Mark Brugner, Willis Towers Watson's Hong Kong-based director and head of research, Asia-Pacific, said his firm is calling on both consulting and outsourced CIO institutional clients capable of stomaching short-term volatility in pursuit of long-term gains to put all of their equity allocations in actively managed, high-conviction strategies of up to 20 holdings per manager.
The firm's research suggests clients who tap a carefully blended mix of those "best ideas" strategies can more than double their odds of garnering significant benchmark-topping returns over five-to 10-year periods, Mr. Brugner said in an interview.
Willis Towers Watson said in a June 2 news release that its review of 977 global equity funds in the eVestment database found only 256 managed to outperform their MSCI World net dividend benchmark over the five years through March 31, 2016. Of that minority, 72%, or 184, had "high active shares," a term to describe portfolios that differ considerably from their benchmark index.

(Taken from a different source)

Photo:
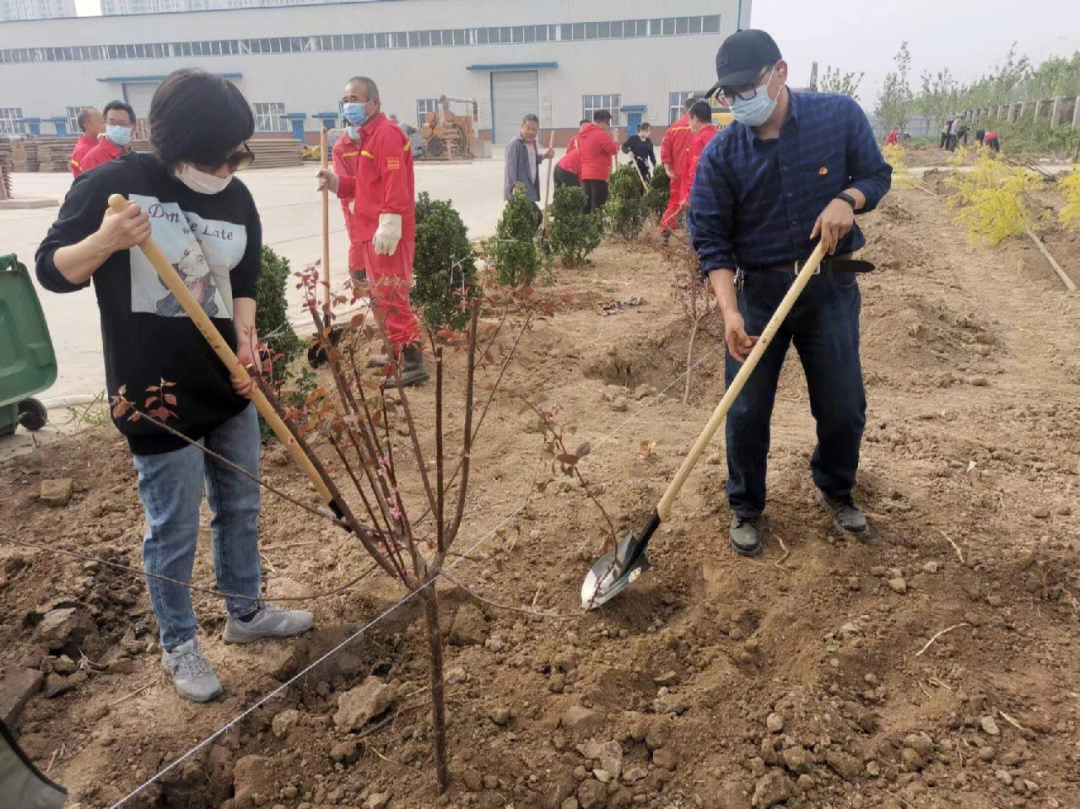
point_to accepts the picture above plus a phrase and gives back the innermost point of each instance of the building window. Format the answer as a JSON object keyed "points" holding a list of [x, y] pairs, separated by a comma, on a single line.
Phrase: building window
{"points": [[610, 102], [270, 118], [675, 102], [73, 119], [423, 106], [11, 121]]}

The firm defines "high active share" as a portfolio that deviates more than 80% from its benchmark, and "active share" for those that deviate between 60% and 80%. Less than 60% earns managers a "closet indexer" moniker.
Compared to the tepid performance delivered by most "overdiversified" equity strategies, asset owners relying exclusively on high-conviction, low-turnover portfolios — with "cost-effective implementation and best-practice portfolio management" — can look to garner annualized returns of roughly 300 basis points or more above the MSCI All Country World index benchmark over periods of five years or more, the firm's research shows, Mr. Brugner said.
Finding skilled managers is the biggest hurdle to pursuing the strategy.
The concept requires "a reasonable amount" of high-conviction strategies to choose from, in order to mix and match strategies that can offer complementary style and factor exposures, said Mr. Brugner.
That demand has left Willis Towers Watson focused, for now, on the broadest universe, the global equities space, where it has been able to identify 15 to 20 high-conviction managers over the past year or two, he said.
It has proven difficult to find a sufficient number of managers running concentrated strategies in narrower market segments, such as emerging markets equities, he added.